The introductory classes are kept at a lower rate than the rest the degree courses, though still a bit expensive when paying out of pocket. Your son could start with expo-25 or expo-15 just to be safe. But make sure to review all syllabuses at the end of this month when posted and shop for the class your son has more interest in based on the books required, professor rating, etc. Different teachers have different themes for their courses. I suggest to really research each professor because the content being studied will make a difference when completing those writing intensive courses.  Thankfully HES offers you variation and options. Also,  remember that the credits can be transferred into other schools, so your son could take one course and see how he likes it and if he doesn't like it then the credit can be transferred to any other undergraduate program in the world. So you can test the waters and keep going or change route afterwards, either way you're getting value since all the courses are for credit.

(07-09-2019, 12:18 PM)posabsolute Wrote: It depends on the person, and you are on a forum where we generally talk about adults accelerating their bachelor, so it may be a little bit of an echo chamber... but I feel bjcheung77 advice is sound, you could probably do CC + Big 3 in 2-3 years and do a more "renown" master in 1 year full time for about the same price and time.

When young people start college it's not rare to see them change major, those are a costly move with schools like HES, starting with a low-cost option may enable you to maneuver better.

True yeah. There's one issue with the ALB that's a bit of an "unknown" when looking at the program from the outside.

Basically the program requires 52 credits (off the top of my head) with Harvard professors. But depending on the program route you take there might not always be a Harvard professor that's teaching the class you require, or maybe there is one Harvard professor, but the class is full and you end up on a waitlist, so you have to wait until the next semester to take it. Waiting until the next semester will put you back 4 months, or maybe there's a class open but it's at 1:00PM on Tuesdays and Thursdays via video conference and you have to work at that time.  Maybe your only option (due to the time constraints, waitlist issue, etc) is to take the course with a non Harvard (lets say from Boston University) professor which is shown as a last minute alternative, but guess what even if it counts towards the ALB. It doesn't tick off the 52 credit requirement, so it's impact is neutral in your progress. HES employs professors from other universities in the Boston area so the classes are not always taught by Harvard faculty. 

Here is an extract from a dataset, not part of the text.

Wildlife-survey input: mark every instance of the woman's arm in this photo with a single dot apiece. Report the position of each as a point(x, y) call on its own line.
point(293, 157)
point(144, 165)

So yeah, you can see how this is the slow lane path for a bachelors degree. It's going to take some time to complete. That's the big dilemma with it. It would be nicer to have a Bachelors and Masters from HES as the perfect scenario as an adult student. But the ALB is going to take 2 1/2-3 years to complete (if the learner is working) with maxed out transfer credits (if there's such thing), and a generic bachelors plus masters from HES will take 1 1/2 to 2 years and the ALM classes are flexible without a lot of the requirements that the ALB carries. In both situations the bachelors get buried into the background.  But the idea of an ALB is romantic in its own way if you are not in a rush to get a degree because it will integrate you into their learning culture and give you a great liberal arts background.  The issue with it is the time commitment and the fact that we are all in a rush to get a degree even if we don't say or think we are. We are moving towards a time where the creation of value is everything and degrees are being phased out as a thing of the past. Though in a way a lot of these master programs (HES included) help learners create value via research and the creation of team based case studies, etc. So the more I look at it, the more I think the best path is to just 'check the box' on the bachelors and go right for a masters that puts me in a situation where I'm creating value. But at the same like I said it's romantic to take your time and read Franz Kafka, and go into deep study of Herman Hesse and Emily Dickinson, etc and indulge yourself into the Liberal Arts through the ALB even if it takes multiple years. There are cons and pros to both approaches.